Moglen Piskoposluğunun merkezi olarak, en azından bölgenin Osmanlılar tarafından fethine kadar (1382-1389), surlarının ve kalesinin bir kısmının korunduğu şimdiki Chrysi (Zlatina) köyü kabul edilir. Osmanlıların hakimiyetine girmesi ve fanatik Müslüman kabilelerin Almopia ovasına yerleşmesiyle birlikte, piskoposluk merkezi güvenlik nedeniyle biraz uzak ve yarı dağlık Notia kasabasına taşındı.


Türk yönetiminin ilk yüzyıllarında, geniş piskoposluk için fon toplamak amacıyla Doğu'daki, çoğunlukla Ortodoks ülkelerdeki Kiliselere yaptıkları turlardan, çoğunlukla yabancı kaynaklar aracılığıyla, çok az sayıda Moglen piskoposunu tanıyoruz.


Piskoposların isimleri sorunu, 1759'da piskoposluk merkezi ve çevresi sakinlerinin yanı sıra yerel piskopos Ioannou, Ioanikiou veya Alexandros'un efsanevi kitlesel İslam'a geçişinin gerçekleştiği 18. yüzyılın ortalarında daha da keskin bir şekilde ortaya çıkıyor. Bu gerçek, piskoposluğun daha da gelişmesine eşlik ediyor. Yerel popüler geleneğe göre, din değiştiren piskopos Larissa'da imam oldu ve piskoposluk koltuğu Notia'dan Eordaia'daki Katranitsa'ya taşındı.

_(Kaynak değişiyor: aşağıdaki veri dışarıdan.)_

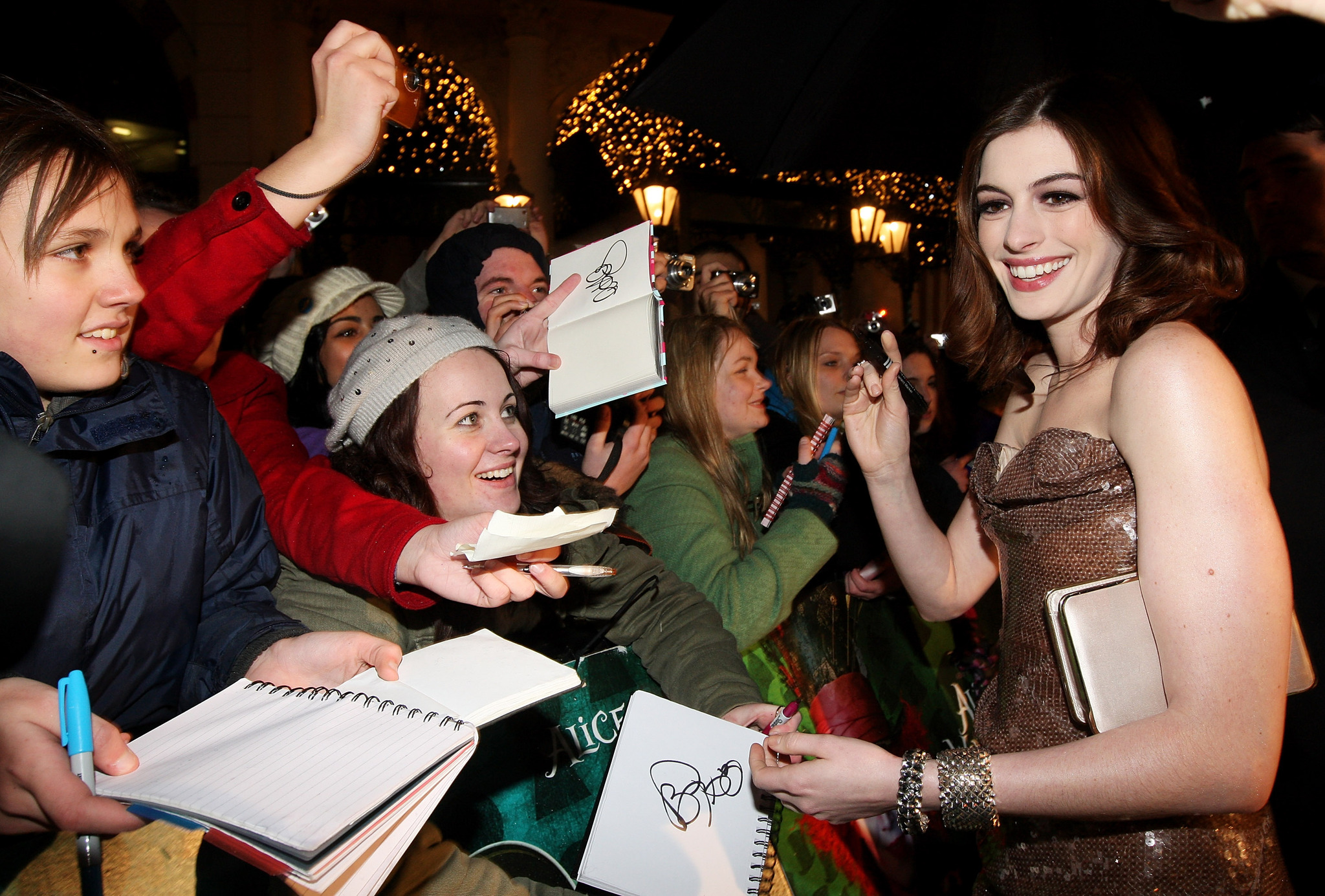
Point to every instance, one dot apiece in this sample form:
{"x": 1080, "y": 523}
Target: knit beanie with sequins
{"x": 386, "y": 362}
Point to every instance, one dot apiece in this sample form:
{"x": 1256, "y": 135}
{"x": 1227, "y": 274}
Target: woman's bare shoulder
{"x": 1173, "y": 356}
{"x": 1174, "y": 374}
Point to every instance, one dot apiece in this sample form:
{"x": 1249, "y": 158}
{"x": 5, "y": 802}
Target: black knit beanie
{"x": 459, "y": 261}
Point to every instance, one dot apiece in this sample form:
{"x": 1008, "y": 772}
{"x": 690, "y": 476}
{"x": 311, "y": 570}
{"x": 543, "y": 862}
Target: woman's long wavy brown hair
{"x": 1174, "y": 265}
{"x": 795, "y": 362}
{"x": 696, "y": 345}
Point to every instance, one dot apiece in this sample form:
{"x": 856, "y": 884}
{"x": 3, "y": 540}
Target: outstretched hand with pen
{"x": 38, "y": 791}
{"x": 525, "y": 341}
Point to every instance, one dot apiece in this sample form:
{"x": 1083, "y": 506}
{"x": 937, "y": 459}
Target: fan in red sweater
{"x": 202, "y": 267}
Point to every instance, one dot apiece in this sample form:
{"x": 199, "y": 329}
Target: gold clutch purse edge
{"x": 1108, "y": 659}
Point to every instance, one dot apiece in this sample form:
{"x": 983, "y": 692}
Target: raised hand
{"x": 38, "y": 791}
{"x": 637, "y": 443}
{"x": 716, "y": 294}
{"x": 875, "y": 417}
{"x": 355, "y": 85}
{"x": 847, "y": 780}
{"x": 1249, "y": 10}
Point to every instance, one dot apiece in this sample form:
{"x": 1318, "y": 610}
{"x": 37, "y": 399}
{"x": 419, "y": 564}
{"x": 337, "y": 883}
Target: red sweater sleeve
{"x": 202, "y": 267}
{"x": 318, "y": 518}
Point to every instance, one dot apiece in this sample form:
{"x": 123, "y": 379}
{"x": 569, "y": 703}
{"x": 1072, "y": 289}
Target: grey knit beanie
{"x": 386, "y": 362}
{"x": 302, "y": 307}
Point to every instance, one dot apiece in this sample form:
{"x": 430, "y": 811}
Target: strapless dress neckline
{"x": 1063, "y": 510}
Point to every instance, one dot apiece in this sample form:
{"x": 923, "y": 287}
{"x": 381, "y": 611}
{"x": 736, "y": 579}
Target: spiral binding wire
{"x": 765, "y": 851}
{"x": 383, "y": 705}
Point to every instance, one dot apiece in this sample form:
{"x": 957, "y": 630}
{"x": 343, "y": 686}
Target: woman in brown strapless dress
{"x": 1083, "y": 270}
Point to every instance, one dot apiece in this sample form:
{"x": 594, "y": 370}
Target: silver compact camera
{"x": 680, "y": 272}
{"x": 826, "y": 304}
{"x": 747, "y": 283}
{"x": 514, "y": 216}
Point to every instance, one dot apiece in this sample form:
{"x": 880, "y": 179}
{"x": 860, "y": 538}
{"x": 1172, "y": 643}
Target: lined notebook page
{"x": 284, "y": 768}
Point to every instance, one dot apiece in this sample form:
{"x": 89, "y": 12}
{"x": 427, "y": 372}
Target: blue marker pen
{"x": 76, "y": 735}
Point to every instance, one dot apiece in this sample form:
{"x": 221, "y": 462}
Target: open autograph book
{"x": 329, "y": 786}
{"x": 679, "y": 816}
{"x": 609, "y": 333}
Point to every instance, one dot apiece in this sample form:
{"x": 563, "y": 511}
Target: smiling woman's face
{"x": 739, "y": 390}
{"x": 346, "y": 329}
{"x": 1044, "y": 243}
{"x": 68, "y": 320}
{"x": 468, "y": 438}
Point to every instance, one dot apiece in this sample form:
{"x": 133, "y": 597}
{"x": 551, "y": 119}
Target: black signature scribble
{"x": 600, "y": 281}
{"x": 685, "y": 793}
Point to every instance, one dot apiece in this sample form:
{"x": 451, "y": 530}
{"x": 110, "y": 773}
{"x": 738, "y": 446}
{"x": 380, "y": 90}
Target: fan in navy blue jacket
{"x": 162, "y": 596}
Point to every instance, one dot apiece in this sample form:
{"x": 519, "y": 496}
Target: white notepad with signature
{"x": 679, "y": 816}
{"x": 609, "y": 333}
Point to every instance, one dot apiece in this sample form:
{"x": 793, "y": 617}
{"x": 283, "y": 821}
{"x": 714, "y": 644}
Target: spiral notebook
{"x": 679, "y": 816}
{"x": 327, "y": 786}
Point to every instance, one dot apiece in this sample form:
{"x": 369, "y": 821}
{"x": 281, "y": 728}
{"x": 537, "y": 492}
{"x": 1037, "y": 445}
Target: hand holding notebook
{"x": 609, "y": 332}
{"x": 317, "y": 783}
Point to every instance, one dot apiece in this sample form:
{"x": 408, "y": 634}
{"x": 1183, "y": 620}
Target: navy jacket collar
{"x": 130, "y": 411}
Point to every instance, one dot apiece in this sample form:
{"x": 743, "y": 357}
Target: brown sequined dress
{"x": 1063, "y": 512}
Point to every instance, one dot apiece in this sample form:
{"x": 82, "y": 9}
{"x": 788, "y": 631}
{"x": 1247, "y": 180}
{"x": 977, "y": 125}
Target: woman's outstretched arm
{"x": 1214, "y": 571}
{"x": 944, "y": 573}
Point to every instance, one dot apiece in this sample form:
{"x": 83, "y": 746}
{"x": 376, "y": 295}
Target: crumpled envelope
{"x": 510, "y": 533}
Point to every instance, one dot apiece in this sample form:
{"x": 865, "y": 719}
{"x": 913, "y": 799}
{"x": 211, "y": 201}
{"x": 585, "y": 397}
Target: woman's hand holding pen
{"x": 525, "y": 341}
{"x": 876, "y": 419}
{"x": 846, "y": 780}
{"x": 38, "y": 791}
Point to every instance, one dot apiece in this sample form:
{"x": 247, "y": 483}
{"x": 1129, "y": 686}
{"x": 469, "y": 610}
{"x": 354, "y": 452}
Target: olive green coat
{"x": 676, "y": 507}
{"x": 675, "y": 631}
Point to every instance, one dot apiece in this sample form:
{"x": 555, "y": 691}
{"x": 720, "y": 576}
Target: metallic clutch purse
{"x": 1108, "y": 658}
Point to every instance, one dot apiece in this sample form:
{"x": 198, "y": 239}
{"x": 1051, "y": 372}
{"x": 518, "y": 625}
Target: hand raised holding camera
{"x": 1250, "y": 10}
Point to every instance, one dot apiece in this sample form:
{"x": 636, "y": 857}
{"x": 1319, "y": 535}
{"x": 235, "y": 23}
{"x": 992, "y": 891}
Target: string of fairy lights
{"x": 928, "y": 202}
{"x": 637, "y": 146}
{"x": 454, "y": 136}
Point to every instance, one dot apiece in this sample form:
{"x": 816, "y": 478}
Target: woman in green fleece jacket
{"x": 700, "y": 504}
{"x": 700, "y": 501}
{"x": 428, "y": 414}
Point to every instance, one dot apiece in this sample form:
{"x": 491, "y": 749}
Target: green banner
{"x": 537, "y": 776}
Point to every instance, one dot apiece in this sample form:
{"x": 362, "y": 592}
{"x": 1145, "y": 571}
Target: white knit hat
{"x": 312, "y": 301}
{"x": 386, "y": 362}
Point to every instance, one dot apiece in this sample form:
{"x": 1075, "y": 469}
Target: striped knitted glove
{"x": 818, "y": 486}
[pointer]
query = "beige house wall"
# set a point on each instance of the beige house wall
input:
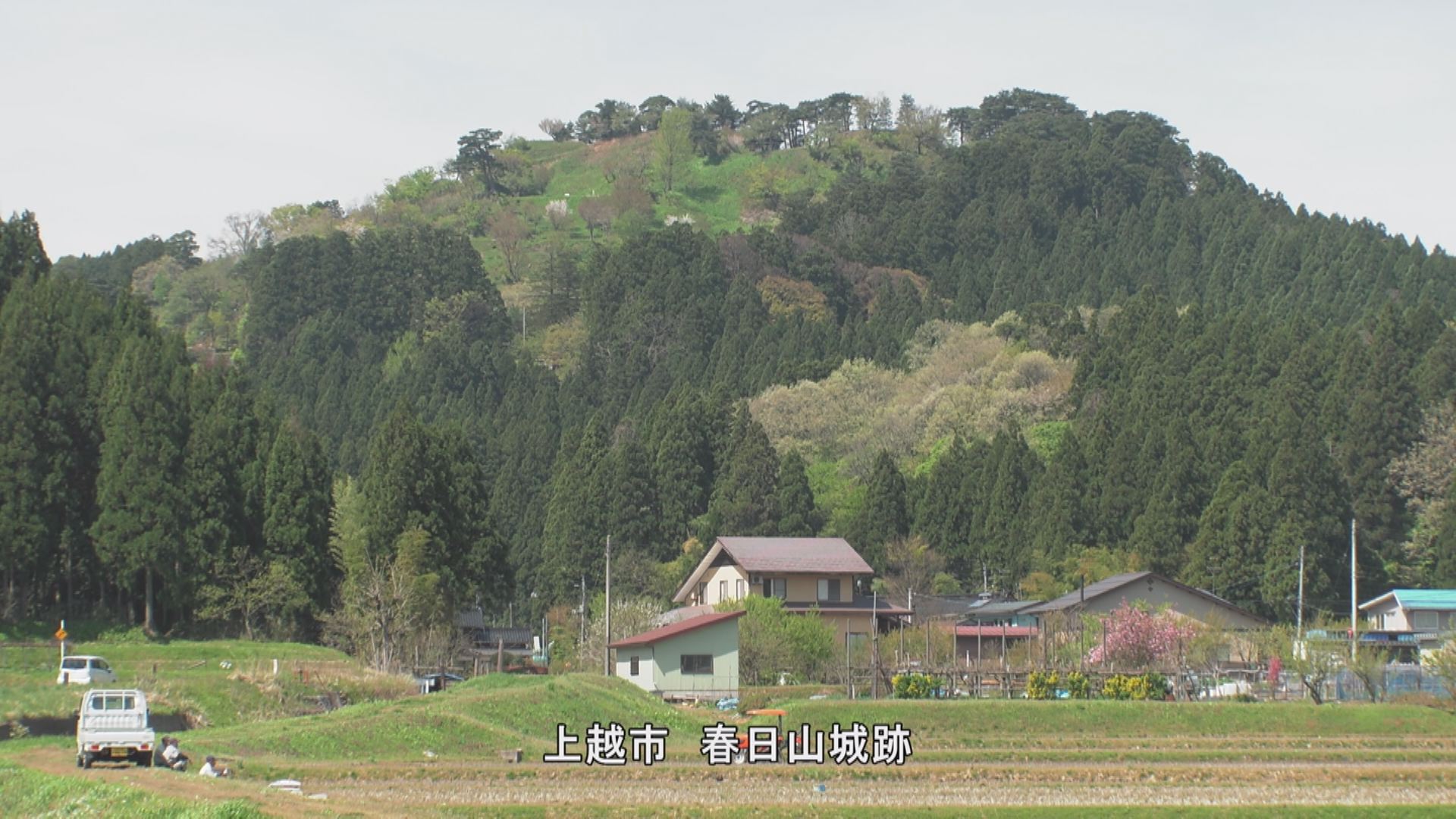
(730, 575)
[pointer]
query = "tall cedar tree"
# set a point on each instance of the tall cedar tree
(883, 518)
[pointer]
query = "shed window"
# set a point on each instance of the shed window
(829, 591)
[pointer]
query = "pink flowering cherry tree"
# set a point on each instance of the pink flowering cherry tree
(1138, 639)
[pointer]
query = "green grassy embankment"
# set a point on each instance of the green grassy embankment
(473, 720)
(213, 682)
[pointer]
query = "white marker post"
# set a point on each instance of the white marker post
(60, 634)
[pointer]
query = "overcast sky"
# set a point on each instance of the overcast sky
(123, 120)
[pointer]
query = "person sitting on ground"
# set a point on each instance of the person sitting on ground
(210, 768)
(172, 755)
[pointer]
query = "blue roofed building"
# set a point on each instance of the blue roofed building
(1420, 611)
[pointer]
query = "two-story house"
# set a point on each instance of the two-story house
(805, 573)
(1410, 621)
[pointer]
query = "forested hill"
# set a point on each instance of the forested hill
(514, 357)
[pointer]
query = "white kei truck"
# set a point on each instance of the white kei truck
(112, 726)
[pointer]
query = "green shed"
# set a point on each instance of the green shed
(691, 659)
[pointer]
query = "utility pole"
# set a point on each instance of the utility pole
(1354, 637)
(606, 651)
(874, 645)
(1299, 613)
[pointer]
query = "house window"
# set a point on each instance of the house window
(829, 591)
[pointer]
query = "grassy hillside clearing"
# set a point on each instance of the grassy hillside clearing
(215, 682)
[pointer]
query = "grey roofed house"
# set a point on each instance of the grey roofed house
(1156, 591)
(1002, 613)
(817, 556)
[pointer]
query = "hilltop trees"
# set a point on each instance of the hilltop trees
(478, 156)
(673, 143)
(1169, 371)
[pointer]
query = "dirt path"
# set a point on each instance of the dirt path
(188, 786)
(402, 789)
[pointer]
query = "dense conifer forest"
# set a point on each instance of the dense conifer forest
(1104, 352)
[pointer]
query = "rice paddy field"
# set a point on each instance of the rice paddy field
(441, 755)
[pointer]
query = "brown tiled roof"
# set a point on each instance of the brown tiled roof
(673, 630)
(823, 556)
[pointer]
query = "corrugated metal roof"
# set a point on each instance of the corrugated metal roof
(1092, 591)
(1109, 585)
(824, 556)
(996, 632)
(859, 604)
(1426, 599)
(673, 630)
(1002, 608)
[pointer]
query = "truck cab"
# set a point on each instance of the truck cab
(85, 670)
(114, 725)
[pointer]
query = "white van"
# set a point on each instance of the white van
(114, 726)
(85, 670)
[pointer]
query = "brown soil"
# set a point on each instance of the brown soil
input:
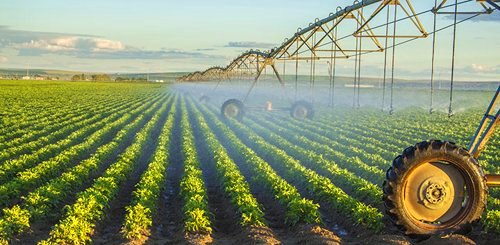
(198, 239)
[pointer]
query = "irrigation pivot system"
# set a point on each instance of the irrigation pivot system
(432, 187)
(349, 33)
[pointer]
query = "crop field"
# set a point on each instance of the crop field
(111, 163)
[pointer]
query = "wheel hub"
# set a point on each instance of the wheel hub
(434, 193)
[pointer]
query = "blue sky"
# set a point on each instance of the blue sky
(154, 35)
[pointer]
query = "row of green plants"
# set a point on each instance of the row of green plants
(356, 186)
(333, 150)
(44, 171)
(14, 127)
(51, 132)
(327, 150)
(140, 212)
(298, 210)
(80, 218)
(192, 186)
(229, 175)
(320, 186)
(42, 202)
(57, 132)
(11, 167)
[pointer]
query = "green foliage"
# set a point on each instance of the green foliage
(192, 186)
(79, 221)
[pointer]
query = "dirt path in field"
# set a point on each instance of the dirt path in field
(108, 231)
(167, 224)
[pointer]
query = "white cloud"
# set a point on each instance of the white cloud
(105, 44)
(73, 44)
(482, 68)
(53, 45)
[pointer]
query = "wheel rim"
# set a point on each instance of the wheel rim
(435, 194)
(231, 110)
(300, 112)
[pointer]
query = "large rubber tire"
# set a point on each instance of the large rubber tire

Bu efsane sözlü gelenek yoluyla varlığını sürdürdüğü için, tarihi araştırmalarla kısmen çürütülmüştür: 18. yüzyılın piskoposluk listesi ve piskoposların silsilesinden sonra, yukarıda belirtilen isimlerde bir piskopos görünmemektedir ve İslam'a geçiş yılı (1759) olarak anılan Moglen piskoposu Joachim'dir. 1746 yılından, doğal ölümü olan 1762 yılına kadar sürekli olarak başrahip olarak görev yaptı.


1706: Ignatius (Moglenon ve Moleshou). 1714: Cebrail.


1725: Parthenios. 1736: Ön Koro. 1740: Antimos.


1746: Joachim (Moglenon ve Katranitsis).


1762: Almanca. 1767: Gideon. 1774: Agathangelos.


1783: Cebrail. 1798: Timoteos. 1824: Acemi. 1858: Meletius.


1865: Prokopius. 1877: Almanca II. 1881: Kallinikos. 1891: Aberkios.


1894: Ioannikios. 1905: Antimos. 1908: Hatzievstathiou Zümrüdü.


1910: Constantios Rousis.


1912: Polykarpos Sakellaropoulos (Moglenon ve Florini).


1926: Chrysostomos Kavouridis. 1932: Joachim.


1932-1967: Vasilios Papadopoulos (Florini, Almopia ve Eordaia).


1967-2023: Theoklitos Passalis (Florini, Prespon ve Eordaia).


22-10-2023'ten bugüne: Irenaios Laftsis.


Piskoposluğun Akrid tahtına bağımlılığı 1767 yılında Başpiskoposluğun kaldırılmasına kadar sürer. Bu tarihten itibaren Moglen Piskoposluğu Ekümenik Patrikhane'nin Metropolü olur.


Yeni rejim altındaki Moglen Piskoposluğunun tarihi seyrinin dikkate değer bir gerçeği, artık Metropolis statüsüne yükseltilmesi ve Ekümenik Patrikhane Metropolisleri sıralamasında 57. sırada yer almasıdır. Ekümenik Taht'a bağımlılık rejimi 1767 yılından 1928 yılına kadar sürer; N. 3615, "Yeni Ülkeler" Metropolisleri idari olarak Yunanistan Otosefali Kilisesi Kutsal Sinoduna bağlıdır (Hükümet Gazetesi: 120/11-7-1928 sq.A').


Metropolis'in 1912 yılına kadarki adı "Moglen ve Katranitsis" idi. Bu yıldan itibaren "Moglen ve Florina Metropolü" adını aldı. 1943 yılında (Resmi Gazete 324/27-9-1943 bölüm A), Yunanistan Kilisesi Kanuni Tüzüğü'nde 1967 yılına kadar "Floris, Almopia ve Eordaia Metropolü" unvanını taşımaktadır.


1967 yılından itibaren dini Almopia bölgesi, Florina Metropolü'nden ayrılmış ve Edessa ve Pelli Metropolü'ne eklenmiştir ve iki Metropolis bundan böyle şu adlarla anılacaktır: a) Florina, Prespon ve Eordaia Metropolü olarak Florina Metropolü ve b) Edessa, Pellis ve Pellis Metropolisi olarak Edessa Metropolisi. Almopia.